The Desire to Achieve in Rodriguez's "The Achievement of Desire".
"To accomplish great things, we must dream as well as act." - Anatole France.
According to Malcolm Forbes "Education's purpose is to replace an empty mind with an open one." In his book "Hunger of Memory", Rodriguez tells the story of his education, an education with its ups and downs. He says "education is not an inevitable or natural step in growing up". Rodriguez may have been a successful student, but, as he realized, his academic success contributed to his alienation from his parents and from his former world. He left the barrio for the British Museum.
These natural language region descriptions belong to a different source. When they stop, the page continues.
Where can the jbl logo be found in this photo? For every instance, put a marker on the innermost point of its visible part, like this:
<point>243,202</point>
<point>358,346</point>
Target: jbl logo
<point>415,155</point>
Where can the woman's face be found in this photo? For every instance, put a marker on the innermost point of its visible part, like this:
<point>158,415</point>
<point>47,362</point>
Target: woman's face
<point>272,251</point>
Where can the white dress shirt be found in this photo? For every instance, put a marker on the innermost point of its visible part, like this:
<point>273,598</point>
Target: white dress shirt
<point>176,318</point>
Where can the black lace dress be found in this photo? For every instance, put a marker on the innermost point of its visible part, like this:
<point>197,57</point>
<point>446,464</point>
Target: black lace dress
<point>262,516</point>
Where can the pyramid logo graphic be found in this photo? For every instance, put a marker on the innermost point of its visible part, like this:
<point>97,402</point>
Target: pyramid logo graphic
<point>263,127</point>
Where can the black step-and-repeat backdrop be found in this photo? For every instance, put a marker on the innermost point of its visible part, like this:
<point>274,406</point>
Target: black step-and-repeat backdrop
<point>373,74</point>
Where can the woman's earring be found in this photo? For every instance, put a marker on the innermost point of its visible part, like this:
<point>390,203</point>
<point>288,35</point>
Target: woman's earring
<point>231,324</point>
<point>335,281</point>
But, as he argues, the separation from one's parents is a necessary step for everyone's development and education of life. In order for one to experience and participate in public life, one must make this difficult decision of "abandoning" his parents and "the old ways". .
In the essay "The Achievement of Desire" Richard Rodriguez reminisces about his experiences as a scholarship boy. It is through his reminiscing that Rodriguez realizes his academic success came at a price: "For the first time I realized that there were other students like me, and so I was able to frame the meaning of my academic success, its consequent price - the loss".
Richard Rodriguez's "The Achievement of Desire" is a story within a story. The author uses a frame, a literary device to remind him of himself. Rodriguez sees in the fourteen-year-old-girl, the only person who is paying attention to what he says, the only person who grasps on his every word, who's eyes shine with enthusiasm and ambition, the boy who once did the same things to his teachers. He remembers his own background from the very beginning. Having grown up with parents who remained with the traditions of their Hispanic culture, Richard's ambition to learn and to be like his teachers separated him from his roots. His parents" primary language was Spanish.